I suggested that since we didn’t have anything to do, we stop briefly and take a look. There was some discussion as to where to stop. I suggested just pulling into the back of the AAA parking lot. It’s now a pharmacy, I was corrected. Fine, pull into the pharmacy parking lot. We did and we watched the show for the next 10-15 minutes. It was like we were at the drive-in. My dad opened the sun-roof on the Jeep and Ella poked her head out. Soon she had her elbows rested on the roof of the car and her feet dangling on the floor of the backseat and just a minute or two after that she was outside completely and resting comfortably on the roof of the Jeep. We had the oldies station on and settled in for some free entertainment.


The last time I had been in that building was with my parents for a Flea Market. That’s what they turn everything into around here just before it dies. The place was as awful as it was depressing. The building leaked and wasn’t fit for a ghost then and that was almost 10 years ago.


I said I used to work at that complex when it was a restaurant. My Dad laughed and said he used to work at the wire company as a runner when he was a kid. This wasn’t just one building, but an entire lot of 13 buildings that were built at the turn of the 20th century. It was a wire and cable company. They manufactured cable and rod for just about everything including the coal mines. My Mom informed us that that’s where my Grandfather worked for most of his career. He sold that cable to the local mines. My sister didn’t interject. She was out of the car at this point and twirling her hair and running through something in her own head. Probably writing a piece just like this one. I’ve been meaning to ask her what she was thinking about, but I haven’t yet.

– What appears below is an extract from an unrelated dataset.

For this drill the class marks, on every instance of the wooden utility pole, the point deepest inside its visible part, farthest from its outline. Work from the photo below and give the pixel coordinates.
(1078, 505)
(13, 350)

That was it. I’d say we watched them smack the shit out of that building about 20-25 times. We wondered why they didn’t just implode it. We wondered what sort of mall consumer-friendly piece of crap they’d turn it into. I thought of the song that I heard for the first time at the Springsteen show just two nights before. Wrecking Ball. He sang it for the Spectrum that will be torn down this winter. Like the song, this wasn't nostalgic. Buildings come and go and it is what it is. The landscape changes.


As we got the kid off the roof of the jeep and were getting ready to go, we kept hesitating. This next hit is going to be a good one. Wait, this one is going to bring down the entire side. There was a chain-linked fence between us and the demolition crew. They thought we were jacked out of our mind, but we didn’t give a shit.


We took a left hand turn out of the pharmacy, (formally the local automobile club) and headed up the hill. We all smelled the Nardon Brothers Pizza coming from the bakery across from the demolition site. I asked if that was the same pizza we had in High School. My Mom said that was the same pizza they had in high school. We all agreed it was pretty lousy despite eating thousands of those tiny square meals. We sat at the red light for a couple minutes as I took some pictures of me and Ringo in the side-view mirror. My Dad pointed out the Turkey Hill Convenience Store as he often does. "That place just got held up again at gunpoint last week. This city is going to Hell." The light turned green and we headed up Hazel Street and turned left onto Blackman and out of the mean streets of Wilkes-Barre.